Journaliste à Mediapart

La frustration de Douma, notre devoir d'informer et de s'informer

J'ai appris l'existence du massacre de Douma en ouvrant mon compte Facebook, lundi matin. Une ribambelle de photos plus poignantes les unes que les autres ont défilé sur ma timeline : amis syriens, activistes présents aux quatre coins du pays, journalistes couvrant le conflit...

MARIE KOSTRZ

Journaliste à Mediapart

J'ai appris l'existence du massacre de Douma en ouvrant mon compte Facebook, lundi matin. Une ribambelle de photos plus poignantes les unes que les autres ont défilé sur ma timeline : amis syriens, activistes présents aux quatre coins du pays, journalistes couvrant le conflit... Tous ont posté des clichés de corps inertes alignés dans des draps blancs, de chair déchiquetée, de portrait d'amis décédés accompagnés de smileys qui pleurent, certainement autant qu'eux derrière leurs écrans d'ordinateurs.

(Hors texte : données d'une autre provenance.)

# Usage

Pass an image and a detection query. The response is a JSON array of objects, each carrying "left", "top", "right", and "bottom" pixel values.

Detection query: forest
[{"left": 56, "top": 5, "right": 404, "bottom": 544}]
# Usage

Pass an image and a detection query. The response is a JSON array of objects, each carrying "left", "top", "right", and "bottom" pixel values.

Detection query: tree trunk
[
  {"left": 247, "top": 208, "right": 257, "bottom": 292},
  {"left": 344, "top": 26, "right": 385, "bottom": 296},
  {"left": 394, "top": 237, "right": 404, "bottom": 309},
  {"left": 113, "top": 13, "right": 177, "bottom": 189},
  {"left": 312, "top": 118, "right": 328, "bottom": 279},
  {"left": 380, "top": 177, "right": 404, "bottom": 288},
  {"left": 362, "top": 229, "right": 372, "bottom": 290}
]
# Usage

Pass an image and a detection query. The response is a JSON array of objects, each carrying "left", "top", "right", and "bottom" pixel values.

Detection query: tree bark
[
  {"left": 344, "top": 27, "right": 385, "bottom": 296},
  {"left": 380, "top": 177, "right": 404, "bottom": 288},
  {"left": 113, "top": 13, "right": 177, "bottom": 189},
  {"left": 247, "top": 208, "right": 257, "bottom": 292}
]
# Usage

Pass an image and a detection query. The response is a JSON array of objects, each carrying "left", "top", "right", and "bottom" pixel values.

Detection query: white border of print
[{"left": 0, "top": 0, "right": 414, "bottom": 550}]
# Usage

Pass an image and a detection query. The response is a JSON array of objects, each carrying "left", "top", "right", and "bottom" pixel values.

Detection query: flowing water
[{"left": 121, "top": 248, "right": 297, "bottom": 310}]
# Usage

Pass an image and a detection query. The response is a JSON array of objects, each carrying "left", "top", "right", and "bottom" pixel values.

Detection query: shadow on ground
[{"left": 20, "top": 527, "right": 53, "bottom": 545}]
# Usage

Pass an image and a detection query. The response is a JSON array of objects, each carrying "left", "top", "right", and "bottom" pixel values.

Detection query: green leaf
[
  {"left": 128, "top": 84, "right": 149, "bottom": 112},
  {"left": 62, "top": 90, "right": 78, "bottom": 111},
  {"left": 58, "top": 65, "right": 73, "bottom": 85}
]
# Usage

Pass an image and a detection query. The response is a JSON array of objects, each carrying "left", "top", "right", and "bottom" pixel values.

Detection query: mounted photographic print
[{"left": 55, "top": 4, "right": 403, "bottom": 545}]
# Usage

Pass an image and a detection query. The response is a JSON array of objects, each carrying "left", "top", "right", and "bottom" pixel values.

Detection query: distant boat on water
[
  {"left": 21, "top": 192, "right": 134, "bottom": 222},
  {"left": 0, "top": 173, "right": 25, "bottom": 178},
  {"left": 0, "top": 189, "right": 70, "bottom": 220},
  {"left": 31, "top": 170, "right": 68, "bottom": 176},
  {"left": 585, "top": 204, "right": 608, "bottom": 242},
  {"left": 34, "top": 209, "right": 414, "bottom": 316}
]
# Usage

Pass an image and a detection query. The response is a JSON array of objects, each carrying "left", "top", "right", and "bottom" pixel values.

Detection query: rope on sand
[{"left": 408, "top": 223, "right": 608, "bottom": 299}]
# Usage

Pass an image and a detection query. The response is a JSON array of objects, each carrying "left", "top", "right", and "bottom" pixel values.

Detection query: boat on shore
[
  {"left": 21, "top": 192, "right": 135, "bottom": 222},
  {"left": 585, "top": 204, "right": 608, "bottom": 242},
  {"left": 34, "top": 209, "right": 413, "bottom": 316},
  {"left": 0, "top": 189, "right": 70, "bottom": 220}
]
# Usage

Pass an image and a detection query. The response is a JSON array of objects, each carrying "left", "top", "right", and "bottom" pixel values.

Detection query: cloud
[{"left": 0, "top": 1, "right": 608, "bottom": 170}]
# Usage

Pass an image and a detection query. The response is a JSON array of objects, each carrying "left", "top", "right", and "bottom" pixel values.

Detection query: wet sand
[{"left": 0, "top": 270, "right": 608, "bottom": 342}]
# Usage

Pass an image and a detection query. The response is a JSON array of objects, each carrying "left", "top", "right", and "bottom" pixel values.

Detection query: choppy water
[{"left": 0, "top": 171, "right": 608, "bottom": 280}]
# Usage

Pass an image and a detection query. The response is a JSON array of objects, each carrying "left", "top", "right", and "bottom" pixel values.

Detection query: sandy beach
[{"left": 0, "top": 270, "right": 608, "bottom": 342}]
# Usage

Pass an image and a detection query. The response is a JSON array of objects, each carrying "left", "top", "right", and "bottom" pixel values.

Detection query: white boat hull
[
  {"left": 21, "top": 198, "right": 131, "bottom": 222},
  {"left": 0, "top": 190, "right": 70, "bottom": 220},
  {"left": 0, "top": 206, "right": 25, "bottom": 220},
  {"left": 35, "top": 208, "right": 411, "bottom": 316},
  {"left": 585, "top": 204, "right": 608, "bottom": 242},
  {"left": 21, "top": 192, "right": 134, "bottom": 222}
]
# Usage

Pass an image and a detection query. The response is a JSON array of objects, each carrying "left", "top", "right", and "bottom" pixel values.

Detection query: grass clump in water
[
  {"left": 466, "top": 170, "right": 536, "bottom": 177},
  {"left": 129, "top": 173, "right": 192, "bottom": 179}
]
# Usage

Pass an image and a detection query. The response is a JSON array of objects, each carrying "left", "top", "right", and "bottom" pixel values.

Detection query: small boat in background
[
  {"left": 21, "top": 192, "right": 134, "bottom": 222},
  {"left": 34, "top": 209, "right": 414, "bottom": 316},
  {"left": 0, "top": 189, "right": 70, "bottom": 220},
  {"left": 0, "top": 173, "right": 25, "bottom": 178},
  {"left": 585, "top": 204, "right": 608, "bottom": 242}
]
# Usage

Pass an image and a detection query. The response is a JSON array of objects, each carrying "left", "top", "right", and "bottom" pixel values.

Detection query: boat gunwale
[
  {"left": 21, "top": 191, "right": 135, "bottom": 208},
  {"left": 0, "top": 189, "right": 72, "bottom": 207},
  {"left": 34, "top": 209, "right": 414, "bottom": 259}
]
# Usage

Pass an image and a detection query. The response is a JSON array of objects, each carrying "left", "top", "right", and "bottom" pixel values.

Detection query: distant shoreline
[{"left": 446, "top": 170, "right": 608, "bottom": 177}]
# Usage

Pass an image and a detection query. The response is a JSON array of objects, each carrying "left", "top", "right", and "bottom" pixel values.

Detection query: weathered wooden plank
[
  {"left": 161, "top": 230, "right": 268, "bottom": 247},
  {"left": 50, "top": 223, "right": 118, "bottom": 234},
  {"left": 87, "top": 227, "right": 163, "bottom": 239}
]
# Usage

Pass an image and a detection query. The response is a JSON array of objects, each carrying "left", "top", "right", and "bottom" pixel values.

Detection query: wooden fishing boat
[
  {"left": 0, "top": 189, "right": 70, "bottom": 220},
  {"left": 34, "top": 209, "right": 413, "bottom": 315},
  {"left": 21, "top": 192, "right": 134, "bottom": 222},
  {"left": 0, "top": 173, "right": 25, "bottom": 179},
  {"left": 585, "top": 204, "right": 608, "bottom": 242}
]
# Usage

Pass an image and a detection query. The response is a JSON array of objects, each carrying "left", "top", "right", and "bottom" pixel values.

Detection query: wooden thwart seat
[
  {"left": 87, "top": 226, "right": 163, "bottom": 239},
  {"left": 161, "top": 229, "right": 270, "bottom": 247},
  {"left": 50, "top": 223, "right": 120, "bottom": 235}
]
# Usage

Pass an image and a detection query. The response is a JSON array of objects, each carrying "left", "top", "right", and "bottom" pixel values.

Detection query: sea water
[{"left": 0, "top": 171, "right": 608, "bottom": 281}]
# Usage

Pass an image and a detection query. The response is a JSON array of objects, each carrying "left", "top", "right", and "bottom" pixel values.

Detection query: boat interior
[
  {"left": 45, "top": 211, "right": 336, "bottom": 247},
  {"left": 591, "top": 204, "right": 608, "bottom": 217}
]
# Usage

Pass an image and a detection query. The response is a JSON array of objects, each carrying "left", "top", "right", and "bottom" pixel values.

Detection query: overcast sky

Des photos de civils encore vivants aussi, hurlant leur souffrance à la mort, elle qui les traquent depuis quatre ans. Gros pincement au cœur...

Encore un massacre.

Un de plus dans la Ghouta orientale, sur un marché de légumes, vers treize heures, lorsqu'il est bondé, pour bien faire plein de blessés. Et de morts, bien sûr, plus d'une centaine.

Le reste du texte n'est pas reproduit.